How can Cassandra retrieve rows only by using the partition key?

2.6k Views Asked by At

BigTable-like databases store rows sorted by their keys.

Cassandra uses the combination of partition and clustering keys to keep the data distributed and sorted; Yet, you're able to select rows only by having the partition key!

How is Cassandra architectured to work this way?

For example, a way around this in RocksDB is, you can have one default column family by partition key and another with partition and clustering combination keys and iterate over sorted data and retrieve by default column family, which you end up with very high space complexity!

Update: I guess Cassandra tries to store each column in a different key, It starts by partition key and iterated over the different "column names" - perhaps a combination of others the clustering columns. Refer to the picture of underlying storage engine -.

SELECT * From authors WHERE name = 'Tom Clancy' AND year = '1993'. In a table where "name" is partition key and "year" and "title" are the clustering columns.

The visulatiation of Cassandra Storage Layer for the above query.

2

There are 2 best solutions below

6
On

All data in Cassandra are stored by partitions, so when you have condition only on partition key(s), then you retrieve all rows that have that partition keys - they are written one after another. You can find more information in the DSE Architecture guide.

2
On

Cassandra has a partition key and a cluster key as you mentioned.

Here is a very short and clear explanation about the subject with good examples Datastax - The most important thing to know in Cassandra data modeling: The primary key.

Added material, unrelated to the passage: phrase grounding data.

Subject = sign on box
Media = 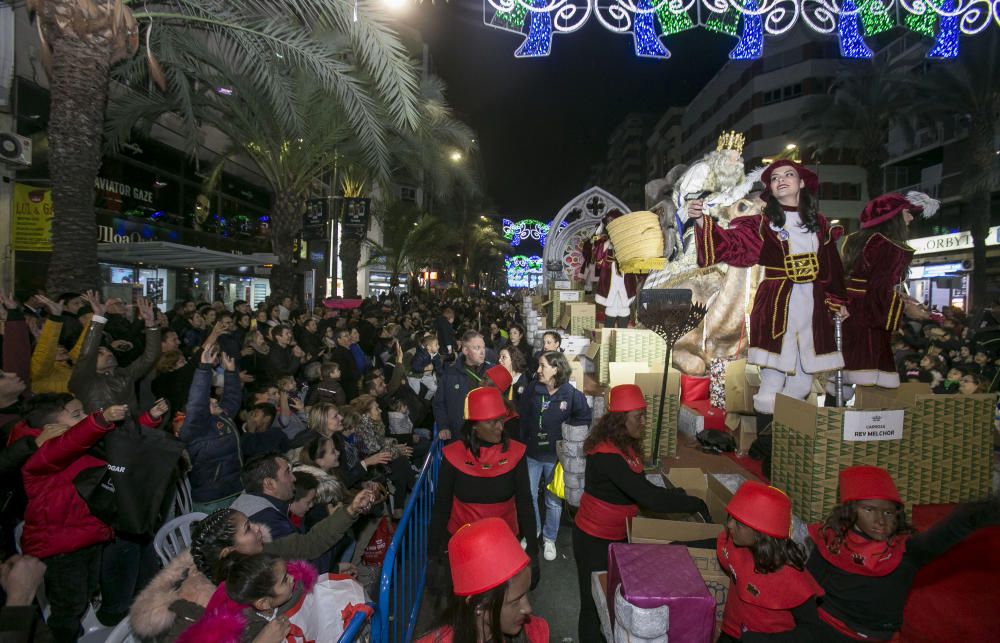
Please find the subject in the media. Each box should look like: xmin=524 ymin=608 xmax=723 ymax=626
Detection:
xmin=842 ymin=410 xmax=904 ymax=442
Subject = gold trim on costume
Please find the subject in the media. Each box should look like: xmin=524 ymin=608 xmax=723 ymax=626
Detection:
xmin=782 ymin=252 xmax=820 ymax=283
xmin=772 ymin=279 xmax=788 ymax=339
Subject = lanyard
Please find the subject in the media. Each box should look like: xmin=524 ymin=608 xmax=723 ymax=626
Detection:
xmin=539 ymin=394 xmax=551 ymax=429
xmin=465 ymin=368 xmax=483 ymax=383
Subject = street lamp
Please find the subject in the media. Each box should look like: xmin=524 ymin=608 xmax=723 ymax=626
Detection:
xmin=786 ymin=143 xmax=798 ymax=151
xmin=449 ymin=150 xmax=463 ymax=163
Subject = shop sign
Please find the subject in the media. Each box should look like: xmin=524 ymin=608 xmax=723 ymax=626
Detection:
xmin=908 ymin=262 xmax=966 ymax=279
xmin=842 ymin=410 xmax=904 ymax=442
xmin=98 ymin=224 xmax=149 ymax=244
xmin=95 ymin=176 xmax=154 ymax=204
xmin=302 ymin=199 xmax=328 ymax=241
xmin=911 ymin=226 xmax=1000 ymax=256
xmin=342 ymin=198 xmax=370 ymax=228
xmin=12 ymin=183 xmax=53 ymax=251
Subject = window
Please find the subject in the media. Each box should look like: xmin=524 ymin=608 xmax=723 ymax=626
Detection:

The important take aways from this document are:

The first element in our PRIMARY KEY is what we call a partition key. The partition key has a special use in Apache Cassandra beyond showing the uniqueness of the record in the database. The other purpose, and one that very critical in distributed systems, is determining data locality.

Which explains how selecting rows only by having the partition key is part of Cassandra's design.

If the partition key has more than one column in its definition -

All columns listed after the partition key are called clustering columns. This is where we take a huge break from relational databases. Where the partition key is important for data locality, the clustering column specifies the order that the data is arranged inside the partition.

When clustering columns are designed correctly the read queries should take less time comparing to not defining the clustering columns.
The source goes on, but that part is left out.